Hooray! Now you have the running cluster. But, without any tasks, it’s completely futile.
Task definition
Task definitions are like a blueprint. ECS cluster (Fargate) will initiate their own tasks based on the task definitions we’ve manifested.
Run new task
After manifesting our task’s blueprint (task definition), just go to your cluster, select Tasks’s tab and Run new task.
The most critical part is to allow port 5000 in your security group and also assign a public ip to your task.
And as always, you can test your container using the old trick you did
$ curl -H "Content-Type: application/json" -X GET -d '{"payload": [3,2,1,4]}' 18.138.225.173:5000/predict
{"prediction":[2]}
Yes, finally, we made it !!! Now, we do understand the entire process of deploying machine learning model as a microservice.
Bonus
How to improve this pipeline?
- Get rid of aws console and use cli instead. Read more on documentation.
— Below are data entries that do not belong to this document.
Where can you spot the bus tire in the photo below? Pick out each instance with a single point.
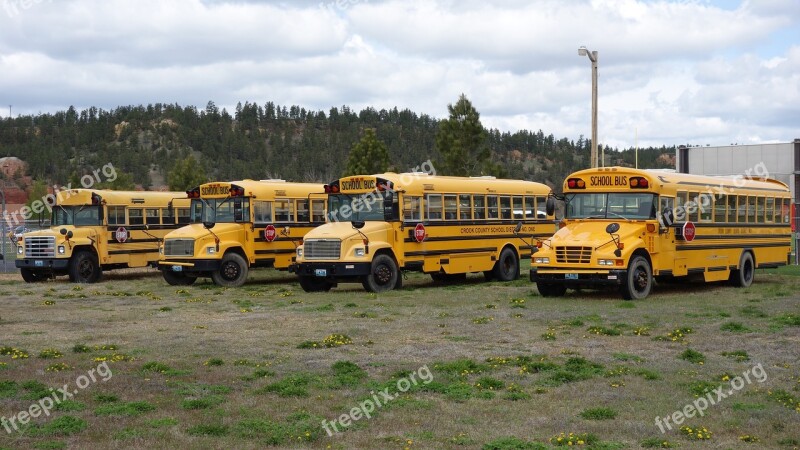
(507, 266)
(31, 276)
(314, 284)
(551, 289)
(232, 271)
(639, 281)
(84, 268)
(178, 278)
(383, 276)
(743, 276)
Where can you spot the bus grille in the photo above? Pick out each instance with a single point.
(40, 247)
(179, 247)
(574, 255)
(323, 249)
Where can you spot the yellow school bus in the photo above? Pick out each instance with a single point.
(624, 227)
(97, 230)
(240, 225)
(447, 227)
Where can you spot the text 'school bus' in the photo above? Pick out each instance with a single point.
(97, 230)
(623, 227)
(240, 225)
(443, 226)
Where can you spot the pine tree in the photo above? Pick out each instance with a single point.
(369, 155)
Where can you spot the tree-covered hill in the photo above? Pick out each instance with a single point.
(268, 141)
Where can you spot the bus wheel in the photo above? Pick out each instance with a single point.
(743, 277)
(314, 284)
(232, 271)
(83, 268)
(551, 289)
(178, 278)
(507, 267)
(383, 276)
(30, 276)
(639, 281)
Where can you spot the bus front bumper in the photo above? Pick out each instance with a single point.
(332, 271)
(42, 263)
(604, 278)
(189, 265)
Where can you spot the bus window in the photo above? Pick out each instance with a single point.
(412, 208)
(302, 211)
(135, 217)
(505, 207)
(450, 207)
(480, 206)
(283, 211)
(152, 216)
(317, 211)
(491, 202)
(434, 202)
(519, 211)
(721, 208)
(751, 209)
(732, 208)
(116, 215)
(262, 212)
(770, 218)
(465, 207)
(705, 205)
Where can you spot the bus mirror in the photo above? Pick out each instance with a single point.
(550, 206)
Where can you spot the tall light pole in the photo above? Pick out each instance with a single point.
(582, 51)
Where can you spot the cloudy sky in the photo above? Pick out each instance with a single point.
(671, 72)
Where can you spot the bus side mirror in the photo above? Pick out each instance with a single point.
(550, 206)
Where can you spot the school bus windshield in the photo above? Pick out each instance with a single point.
(612, 205)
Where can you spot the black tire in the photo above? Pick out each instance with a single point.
(744, 275)
(232, 271)
(84, 268)
(314, 284)
(551, 289)
(383, 276)
(31, 276)
(507, 266)
(178, 278)
(639, 282)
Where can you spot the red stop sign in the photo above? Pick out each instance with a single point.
(419, 232)
(121, 235)
(688, 231)
(269, 233)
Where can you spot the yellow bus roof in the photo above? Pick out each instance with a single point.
(414, 183)
(111, 197)
(663, 179)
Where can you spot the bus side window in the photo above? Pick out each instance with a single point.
(434, 203)
(721, 208)
(262, 212)
(450, 207)
(135, 217)
(491, 202)
(302, 211)
(116, 215)
(480, 206)
(465, 207)
(318, 211)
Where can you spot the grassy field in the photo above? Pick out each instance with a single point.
(495, 365)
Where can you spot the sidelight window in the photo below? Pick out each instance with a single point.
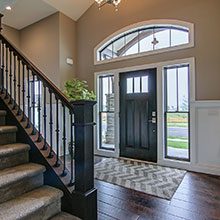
(106, 113)
(177, 116)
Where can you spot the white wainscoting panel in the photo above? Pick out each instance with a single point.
(208, 135)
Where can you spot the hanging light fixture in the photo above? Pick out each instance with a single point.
(115, 3)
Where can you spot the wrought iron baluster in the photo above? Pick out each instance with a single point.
(57, 133)
(51, 126)
(45, 118)
(23, 91)
(2, 65)
(28, 99)
(15, 80)
(33, 104)
(39, 111)
(64, 142)
(19, 87)
(10, 76)
(71, 150)
(6, 71)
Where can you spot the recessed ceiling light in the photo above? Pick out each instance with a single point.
(8, 8)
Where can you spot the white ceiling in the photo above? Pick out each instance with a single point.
(27, 12)
(72, 8)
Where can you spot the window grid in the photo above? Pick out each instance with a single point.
(153, 28)
(167, 111)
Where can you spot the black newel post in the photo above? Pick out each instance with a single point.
(1, 22)
(1, 71)
(85, 195)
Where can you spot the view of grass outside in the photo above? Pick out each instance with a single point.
(177, 130)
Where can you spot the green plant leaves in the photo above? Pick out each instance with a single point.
(78, 90)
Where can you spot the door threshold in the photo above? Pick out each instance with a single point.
(137, 160)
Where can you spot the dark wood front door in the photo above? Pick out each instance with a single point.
(138, 116)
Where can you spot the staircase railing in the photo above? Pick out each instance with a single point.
(62, 129)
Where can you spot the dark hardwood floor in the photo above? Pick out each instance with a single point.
(198, 197)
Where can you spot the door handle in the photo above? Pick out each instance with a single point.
(153, 120)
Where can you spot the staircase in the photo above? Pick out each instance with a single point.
(23, 194)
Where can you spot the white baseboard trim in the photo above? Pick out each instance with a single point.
(199, 168)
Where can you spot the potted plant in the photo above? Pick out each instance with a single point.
(78, 90)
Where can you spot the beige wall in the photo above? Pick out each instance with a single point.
(67, 48)
(47, 44)
(40, 42)
(12, 34)
(94, 26)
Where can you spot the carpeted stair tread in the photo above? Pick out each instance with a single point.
(3, 113)
(64, 216)
(8, 129)
(29, 203)
(13, 174)
(12, 149)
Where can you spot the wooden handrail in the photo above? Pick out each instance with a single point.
(51, 86)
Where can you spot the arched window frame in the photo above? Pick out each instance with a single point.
(138, 26)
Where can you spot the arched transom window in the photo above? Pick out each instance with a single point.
(144, 39)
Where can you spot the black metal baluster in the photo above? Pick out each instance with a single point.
(6, 71)
(71, 150)
(64, 142)
(51, 126)
(15, 80)
(33, 105)
(28, 99)
(10, 76)
(39, 111)
(57, 132)
(2, 66)
(23, 90)
(19, 87)
(45, 118)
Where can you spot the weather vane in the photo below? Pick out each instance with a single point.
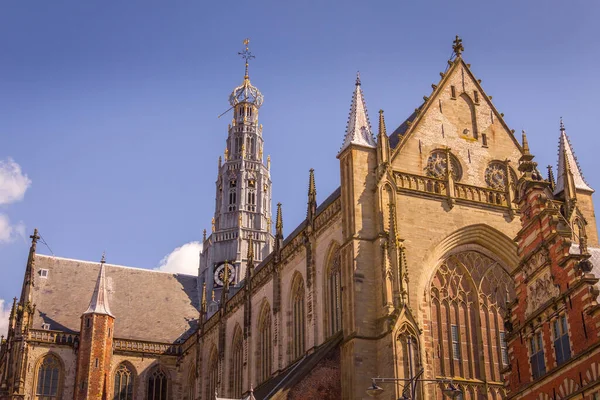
(457, 46)
(246, 55)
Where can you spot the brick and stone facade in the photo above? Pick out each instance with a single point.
(410, 266)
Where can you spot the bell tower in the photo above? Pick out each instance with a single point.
(243, 192)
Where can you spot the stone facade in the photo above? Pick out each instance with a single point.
(408, 268)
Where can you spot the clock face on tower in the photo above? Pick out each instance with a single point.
(219, 275)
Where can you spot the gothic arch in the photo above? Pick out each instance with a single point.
(236, 363)
(125, 381)
(297, 308)
(45, 368)
(158, 383)
(332, 307)
(212, 376)
(466, 303)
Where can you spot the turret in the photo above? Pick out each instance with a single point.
(95, 343)
(572, 188)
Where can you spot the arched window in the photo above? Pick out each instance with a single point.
(333, 294)
(265, 346)
(192, 383)
(468, 295)
(213, 375)
(298, 334)
(123, 383)
(49, 379)
(158, 385)
(237, 364)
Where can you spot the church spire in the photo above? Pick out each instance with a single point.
(99, 301)
(29, 280)
(568, 161)
(358, 131)
(311, 212)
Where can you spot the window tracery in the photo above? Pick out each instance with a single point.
(49, 378)
(437, 165)
(468, 296)
(298, 334)
(123, 383)
(158, 385)
(333, 294)
(265, 347)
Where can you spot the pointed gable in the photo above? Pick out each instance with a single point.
(359, 130)
(458, 115)
(566, 155)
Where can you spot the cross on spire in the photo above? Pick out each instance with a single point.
(457, 46)
(246, 55)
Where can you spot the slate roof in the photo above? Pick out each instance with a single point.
(148, 305)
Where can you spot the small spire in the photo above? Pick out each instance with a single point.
(279, 222)
(203, 304)
(382, 130)
(567, 160)
(358, 130)
(99, 301)
(526, 164)
(525, 143)
(457, 46)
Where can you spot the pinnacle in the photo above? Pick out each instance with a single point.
(358, 130)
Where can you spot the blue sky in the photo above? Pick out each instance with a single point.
(110, 108)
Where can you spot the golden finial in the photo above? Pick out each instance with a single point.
(246, 55)
(457, 46)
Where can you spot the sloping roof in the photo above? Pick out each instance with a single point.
(359, 130)
(147, 305)
(290, 377)
(566, 154)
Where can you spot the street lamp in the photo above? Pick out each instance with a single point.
(375, 391)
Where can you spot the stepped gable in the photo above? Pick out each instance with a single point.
(147, 305)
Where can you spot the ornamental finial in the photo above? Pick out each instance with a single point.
(246, 55)
(457, 46)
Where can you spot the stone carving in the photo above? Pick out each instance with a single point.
(540, 291)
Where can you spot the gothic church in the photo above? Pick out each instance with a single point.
(410, 268)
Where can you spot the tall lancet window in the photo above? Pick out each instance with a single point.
(264, 350)
(213, 375)
(123, 382)
(468, 295)
(333, 294)
(158, 385)
(237, 364)
(298, 333)
(49, 379)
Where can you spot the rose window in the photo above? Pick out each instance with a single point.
(437, 165)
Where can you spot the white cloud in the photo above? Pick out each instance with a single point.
(184, 259)
(13, 183)
(9, 232)
(4, 315)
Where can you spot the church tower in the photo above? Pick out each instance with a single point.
(243, 193)
(95, 344)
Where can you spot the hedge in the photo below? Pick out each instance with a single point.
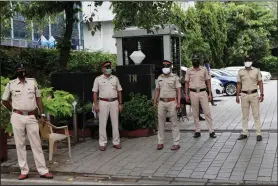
(40, 63)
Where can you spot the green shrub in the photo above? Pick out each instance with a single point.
(5, 113)
(138, 113)
(270, 64)
(41, 63)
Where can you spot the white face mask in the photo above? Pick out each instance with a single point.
(248, 64)
(166, 70)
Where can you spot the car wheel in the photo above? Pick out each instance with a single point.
(230, 89)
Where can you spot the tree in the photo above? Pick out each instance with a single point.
(143, 14)
(43, 9)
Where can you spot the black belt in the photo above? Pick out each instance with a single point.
(25, 113)
(167, 99)
(250, 91)
(198, 90)
(108, 99)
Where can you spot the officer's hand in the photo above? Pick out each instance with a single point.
(187, 99)
(209, 98)
(178, 105)
(261, 98)
(96, 108)
(237, 99)
(120, 107)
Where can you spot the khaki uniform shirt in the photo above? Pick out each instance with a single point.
(168, 85)
(108, 87)
(197, 78)
(22, 95)
(249, 78)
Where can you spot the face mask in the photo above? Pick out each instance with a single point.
(248, 64)
(196, 64)
(166, 70)
(20, 74)
(108, 71)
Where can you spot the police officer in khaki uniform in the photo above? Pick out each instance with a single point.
(25, 98)
(197, 82)
(247, 82)
(168, 90)
(107, 96)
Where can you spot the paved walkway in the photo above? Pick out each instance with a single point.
(227, 116)
(202, 160)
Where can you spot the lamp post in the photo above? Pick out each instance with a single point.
(75, 127)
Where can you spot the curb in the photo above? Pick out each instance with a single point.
(143, 179)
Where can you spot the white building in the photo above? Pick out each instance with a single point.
(102, 40)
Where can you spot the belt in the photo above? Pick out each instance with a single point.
(167, 99)
(250, 91)
(108, 99)
(25, 113)
(198, 90)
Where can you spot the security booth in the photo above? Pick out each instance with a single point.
(140, 55)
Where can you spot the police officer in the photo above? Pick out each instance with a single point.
(168, 90)
(25, 98)
(197, 78)
(247, 82)
(109, 90)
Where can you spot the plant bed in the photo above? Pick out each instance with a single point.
(3, 145)
(139, 117)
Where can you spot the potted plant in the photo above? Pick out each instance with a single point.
(5, 125)
(57, 104)
(139, 117)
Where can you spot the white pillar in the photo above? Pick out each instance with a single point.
(49, 27)
(12, 27)
(119, 43)
(167, 47)
(32, 31)
(79, 31)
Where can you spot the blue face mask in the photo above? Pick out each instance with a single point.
(108, 71)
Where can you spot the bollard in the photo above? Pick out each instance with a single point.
(75, 127)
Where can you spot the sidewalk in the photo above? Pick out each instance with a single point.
(202, 161)
(223, 158)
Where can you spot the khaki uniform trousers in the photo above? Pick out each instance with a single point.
(196, 99)
(22, 125)
(163, 108)
(105, 108)
(252, 100)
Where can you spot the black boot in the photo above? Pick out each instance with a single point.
(241, 137)
(212, 135)
(201, 118)
(197, 135)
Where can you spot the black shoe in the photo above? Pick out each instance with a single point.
(241, 137)
(197, 135)
(212, 135)
(201, 118)
(259, 138)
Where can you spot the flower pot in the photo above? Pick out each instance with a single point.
(3, 146)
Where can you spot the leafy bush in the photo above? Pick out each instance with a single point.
(41, 63)
(270, 64)
(5, 114)
(57, 103)
(138, 113)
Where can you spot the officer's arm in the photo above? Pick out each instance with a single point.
(238, 89)
(260, 82)
(95, 92)
(157, 92)
(38, 98)
(6, 97)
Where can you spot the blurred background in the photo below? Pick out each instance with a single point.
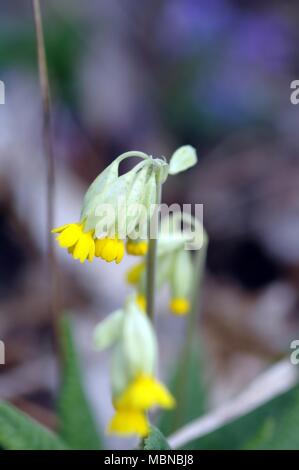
(152, 75)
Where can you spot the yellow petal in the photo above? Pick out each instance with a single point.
(143, 393)
(179, 306)
(91, 253)
(99, 245)
(81, 249)
(126, 422)
(120, 251)
(69, 236)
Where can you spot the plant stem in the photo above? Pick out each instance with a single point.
(152, 256)
(49, 155)
(199, 265)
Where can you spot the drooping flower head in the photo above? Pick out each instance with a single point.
(118, 207)
(135, 389)
(115, 208)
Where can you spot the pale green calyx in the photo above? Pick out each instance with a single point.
(116, 204)
(183, 158)
(131, 334)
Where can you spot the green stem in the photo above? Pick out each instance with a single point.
(199, 265)
(152, 256)
(49, 155)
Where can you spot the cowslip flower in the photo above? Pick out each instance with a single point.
(114, 207)
(135, 389)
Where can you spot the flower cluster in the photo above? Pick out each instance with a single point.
(115, 208)
(114, 218)
(134, 386)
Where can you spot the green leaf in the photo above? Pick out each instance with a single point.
(155, 441)
(188, 389)
(183, 158)
(77, 426)
(273, 425)
(19, 432)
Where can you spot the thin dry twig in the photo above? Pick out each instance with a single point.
(49, 155)
(276, 380)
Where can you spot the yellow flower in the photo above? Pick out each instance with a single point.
(136, 247)
(179, 306)
(110, 249)
(129, 421)
(134, 273)
(80, 244)
(143, 393)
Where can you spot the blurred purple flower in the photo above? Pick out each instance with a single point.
(261, 41)
(187, 25)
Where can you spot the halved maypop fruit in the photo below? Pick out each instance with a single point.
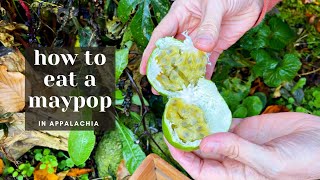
(195, 108)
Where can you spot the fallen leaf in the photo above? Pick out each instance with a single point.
(14, 61)
(12, 90)
(122, 172)
(62, 174)
(74, 172)
(317, 25)
(6, 39)
(275, 109)
(19, 141)
(259, 86)
(42, 174)
(277, 92)
(1, 166)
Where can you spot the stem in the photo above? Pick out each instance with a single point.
(308, 73)
(144, 114)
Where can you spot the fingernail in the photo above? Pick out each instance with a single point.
(210, 147)
(204, 39)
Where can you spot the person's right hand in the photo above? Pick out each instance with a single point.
(214, 25)
(269, 146)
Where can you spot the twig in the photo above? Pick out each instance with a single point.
(308, 73)
(146, 131)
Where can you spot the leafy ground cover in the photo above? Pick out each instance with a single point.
(275, 67)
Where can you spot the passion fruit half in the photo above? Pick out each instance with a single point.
(195, 108)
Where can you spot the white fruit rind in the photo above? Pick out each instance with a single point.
(153, 69)
(206, 96)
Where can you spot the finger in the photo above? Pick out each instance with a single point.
(212, 156)
(234, 124)
(210, 67)
(167, 27)
(234, 147)
(189, 161)
(154, 91)
(208, 32)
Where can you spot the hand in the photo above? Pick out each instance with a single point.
(214, 25)
(272, 146)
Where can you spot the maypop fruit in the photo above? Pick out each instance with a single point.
(195, 108)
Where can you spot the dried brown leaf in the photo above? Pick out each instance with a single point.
(42, 174)
(1, 166)
(122, 172)
(275, 109)
(74, 172)
(12, 90)
(15, 62)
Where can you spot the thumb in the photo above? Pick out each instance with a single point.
(237, 148)
(209, 29)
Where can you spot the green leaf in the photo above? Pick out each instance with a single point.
(10, 170)
(262, 97)
(43, 166)
(46, 152)
(241, 112)
(253, 105)
(21, 166)
(234, 91)
(50, 170)
(132, 152)
(142, 25)
(299, 84)
(282, 34)
(80, 145)
(15, 174)
(263, 61)
(38, 157)
(284, 71)
(160, 8)
(125, 8)
(256, 38)
(62, 164)
(30, 171)
(121, 57)
(69, 162)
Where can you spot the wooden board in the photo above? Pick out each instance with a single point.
(155, 168)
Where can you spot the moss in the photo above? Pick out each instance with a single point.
(108, 154)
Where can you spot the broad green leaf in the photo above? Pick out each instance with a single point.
(284, 71)
(281, 35)
(263, 61)
(299, 84)
(262, 97)
(87, 37)
(160, 8)
(234, 91)
(108, 154)
(256, 38)
(253, 104)
(121, 57)
(132, 152)
(127, 36)
(241, 112)
(80, 145)
(142, 25)
(234, 59)
(125, 8)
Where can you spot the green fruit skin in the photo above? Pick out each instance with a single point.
(169, 137)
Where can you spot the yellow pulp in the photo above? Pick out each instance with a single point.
(188, 120)
(180, 69)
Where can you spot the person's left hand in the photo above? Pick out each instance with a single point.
(272, 146)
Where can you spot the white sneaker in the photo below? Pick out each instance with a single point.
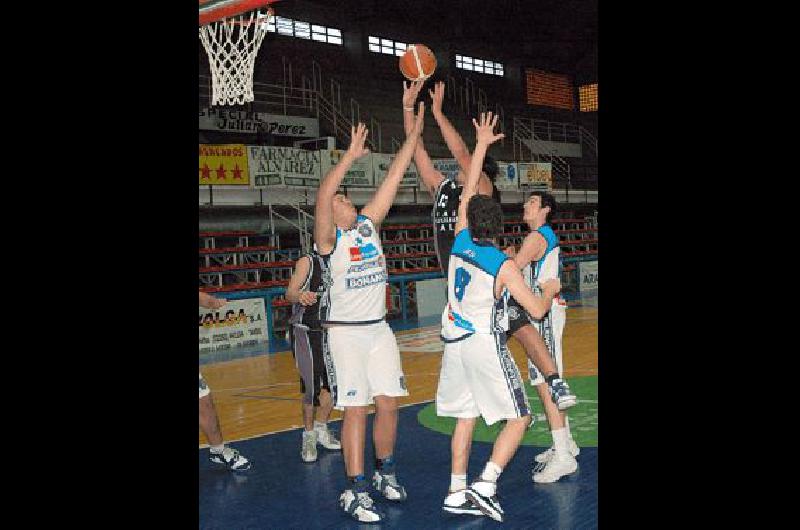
(558, 466)
(327, 439)
(230, 457)
(545, 456)
(359, 506)
(457, 502)
(484, 495)
(308, 452)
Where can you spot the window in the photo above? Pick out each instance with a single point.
(304, 30)
(588, 97)
(479, 65)
(549, 90)
(387, 46)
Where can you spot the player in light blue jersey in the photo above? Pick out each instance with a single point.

- Implement CI/CD philosophy.
- Use Fargate services to manage your tasks instead of running manually.
What is Fargate service in ECS cluster?
Basically, service is just a group of tasks deploying together. It makes developers manage tasks easier and can add more logics to the tasks, for instance, desired number of tasks, auto scaling workloads, or even rolling update.